Dans tous les terrains où les scientifiques ont pu observer les deux espèces de pins en compétition, le pin noir se montre beaucoup plus dynamique que le pin sylvestre. Pourquoi ? Le pin noir disperse plus loin et est plus compétitif. Ses graines sont plus grosses, les plantules poussent plus vite et survivent mieux. L’aile très développée permet de porter les graines plus loin. La plupart des pins noirs sont aussi plus hauts que les pins sylvestres, ce qui accroît encore leur avantage. La seule chance qui semble rester au pin sylvestre : les environnements très perturbés où il semble mieux résister que le pin noir. Mais là encore les modifications des pratiques d’élevage jouent contre lui. D’après les scientifiques, l’avantage compétitif du pin noir pourrait conditionner à terme une meilleure implantation de celui-ci au détriment du pin sylvestre. Et ce d’autant plus que de nombreux peuplements de pins noirs plantés dans les années 60 arrivent maintenant en phase de reproduction. Le problème est qu’il s’agit d’une espèce exotique.

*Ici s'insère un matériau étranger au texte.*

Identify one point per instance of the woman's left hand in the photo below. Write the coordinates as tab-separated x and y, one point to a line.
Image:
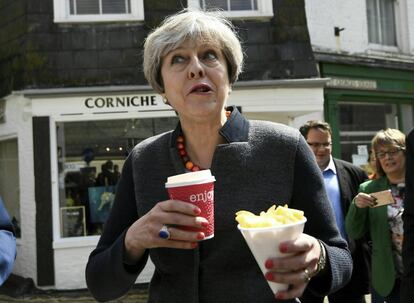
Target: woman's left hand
296	269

Les scientifiques ont donc voulu savoir si la colonisation par les pins provoquait une modification de la composition, de la richesse ou de la diversité floristique des pelouses ou des landes. Et leurs observations mettent en évidence un impact variable suivant le type de pin. Pour des peuplements d’âge et de degrés de fermeture équivalents, un quart des espèces sont spécifiques au pin sylvestre ou au pin noir. Les forêts de pins sylvestres sont plus claires et abritent des espèces typiques de ces milieux et des litières acides. A l’inverse, dans les peuplements de pins noirs, on retrouve des espèces typiques des milieux frais et sombres.

La gestion des invasions ligneuses est une problématique mondiale. L’Australie, l’Afrique du sud, la Nouvelle Zélande, les Etats-Unis, l’Europe de l’Est, nombreux sont les pays confrontés à la colonisation par les arbres des terrains en déprise. Outre la fermeture des paysages, l’invasion ligneuse pose aussi le problème de la colonisation des milieux par des espèces exotiques qui peuvent être plus dynamiques et invasives que les espèces natives, et de son impact sur la flore et la faune existante.